Sono sveglia da poche ore e il mio telefono è già al 20% e l’unica cosa che vorrei è tornare a letto, anche se persino dormire non è un posto sicuro, quando le facciate più diroccate sono proprio quelle del lobo frontale.
Siamo in lockdown nella nostra testa almeno dall’adolescenza e chissà quando usciremo. Vorrei che oggi fosse un giorno, che a nessuno abbia fatto male.
Invece.
Tristezza si proietta su ogni superficie a cui mi affaccio. Le passeggiate sono solo fra i lobi, o i lombi, comunque i propri. Comunicare è un precipizio, siamo sempre ai lati opposti della faglia di sant’Andrea.
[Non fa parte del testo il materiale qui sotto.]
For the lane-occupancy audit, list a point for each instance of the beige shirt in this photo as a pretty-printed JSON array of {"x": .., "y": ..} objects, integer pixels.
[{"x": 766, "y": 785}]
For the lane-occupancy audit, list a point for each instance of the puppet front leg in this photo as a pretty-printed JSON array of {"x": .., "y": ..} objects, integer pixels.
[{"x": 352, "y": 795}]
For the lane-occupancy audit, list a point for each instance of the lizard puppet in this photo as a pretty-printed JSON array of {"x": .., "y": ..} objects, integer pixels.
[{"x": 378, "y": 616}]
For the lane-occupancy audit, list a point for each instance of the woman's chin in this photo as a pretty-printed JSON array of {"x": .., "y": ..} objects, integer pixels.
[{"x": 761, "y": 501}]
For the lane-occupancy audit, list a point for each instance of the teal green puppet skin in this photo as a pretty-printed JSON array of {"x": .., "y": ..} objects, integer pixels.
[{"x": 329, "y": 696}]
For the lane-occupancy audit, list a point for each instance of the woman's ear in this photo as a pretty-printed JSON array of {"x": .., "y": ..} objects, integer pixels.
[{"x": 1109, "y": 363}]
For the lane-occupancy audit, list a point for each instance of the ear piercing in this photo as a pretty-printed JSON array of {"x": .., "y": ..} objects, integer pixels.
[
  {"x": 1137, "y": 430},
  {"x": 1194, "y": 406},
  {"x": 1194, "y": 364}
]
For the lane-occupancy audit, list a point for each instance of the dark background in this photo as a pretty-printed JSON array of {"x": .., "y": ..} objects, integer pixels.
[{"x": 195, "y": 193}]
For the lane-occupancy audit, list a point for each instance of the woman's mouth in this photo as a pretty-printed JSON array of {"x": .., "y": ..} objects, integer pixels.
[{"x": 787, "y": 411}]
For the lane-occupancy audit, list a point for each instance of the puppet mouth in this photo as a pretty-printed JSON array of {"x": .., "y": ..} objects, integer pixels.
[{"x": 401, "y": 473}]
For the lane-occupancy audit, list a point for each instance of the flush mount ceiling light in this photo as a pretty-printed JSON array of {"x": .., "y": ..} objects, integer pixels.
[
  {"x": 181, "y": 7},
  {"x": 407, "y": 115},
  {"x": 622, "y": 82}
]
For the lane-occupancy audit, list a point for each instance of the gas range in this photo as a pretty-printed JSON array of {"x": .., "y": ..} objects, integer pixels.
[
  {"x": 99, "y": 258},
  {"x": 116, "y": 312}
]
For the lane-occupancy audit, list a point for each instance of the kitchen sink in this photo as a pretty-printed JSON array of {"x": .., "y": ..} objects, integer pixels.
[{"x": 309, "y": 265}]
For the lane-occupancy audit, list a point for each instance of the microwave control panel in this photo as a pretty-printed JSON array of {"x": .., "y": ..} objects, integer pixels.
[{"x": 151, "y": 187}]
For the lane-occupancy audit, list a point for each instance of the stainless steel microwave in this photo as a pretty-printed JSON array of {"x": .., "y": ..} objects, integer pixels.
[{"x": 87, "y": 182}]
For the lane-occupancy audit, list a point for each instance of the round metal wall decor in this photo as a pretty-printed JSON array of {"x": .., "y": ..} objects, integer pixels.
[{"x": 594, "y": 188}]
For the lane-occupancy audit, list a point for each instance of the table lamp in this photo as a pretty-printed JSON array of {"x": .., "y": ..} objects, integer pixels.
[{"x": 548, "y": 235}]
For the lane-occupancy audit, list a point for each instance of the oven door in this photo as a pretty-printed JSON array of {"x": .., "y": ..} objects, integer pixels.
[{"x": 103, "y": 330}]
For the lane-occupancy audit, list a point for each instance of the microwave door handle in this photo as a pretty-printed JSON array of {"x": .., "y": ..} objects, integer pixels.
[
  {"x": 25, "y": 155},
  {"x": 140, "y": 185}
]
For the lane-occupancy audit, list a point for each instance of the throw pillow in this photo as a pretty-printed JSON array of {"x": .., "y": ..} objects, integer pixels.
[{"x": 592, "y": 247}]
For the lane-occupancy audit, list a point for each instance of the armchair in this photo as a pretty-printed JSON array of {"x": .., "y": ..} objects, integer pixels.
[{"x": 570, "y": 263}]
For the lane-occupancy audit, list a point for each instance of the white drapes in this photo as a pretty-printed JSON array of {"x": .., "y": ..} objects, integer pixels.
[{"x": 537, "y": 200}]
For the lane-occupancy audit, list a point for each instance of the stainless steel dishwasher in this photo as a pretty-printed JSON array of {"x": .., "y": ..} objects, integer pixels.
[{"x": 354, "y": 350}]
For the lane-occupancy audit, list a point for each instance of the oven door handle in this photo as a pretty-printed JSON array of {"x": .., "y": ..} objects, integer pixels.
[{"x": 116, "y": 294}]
Nessuno si salva da solo e spesso non si salva. Se vivessimo città variopinte, forse si arricchirebbe anche il nostro campionario di buio e la nostra capacità di guardare la notte. Imparare il dialetto delle bestie che ci abitano, spolverare le fotografie che ci fanno piangere, accogliere tutti gli oggi che sono stati oggi e non li avremmo voluti, altrimenti interviene il corpo di pulizia – igiene mentale – comandato dall’inconscio, che non conosce mezze misure. La fatica di essere animali teleologici dentro a gabbie di entropia.
Non c’è vaccino alla malattia mortale che è la vita, Zeno aveva ragione.
Bisogna avere cura delle proprie ombre, per non rinunciare al sole. Però non è mica giusto.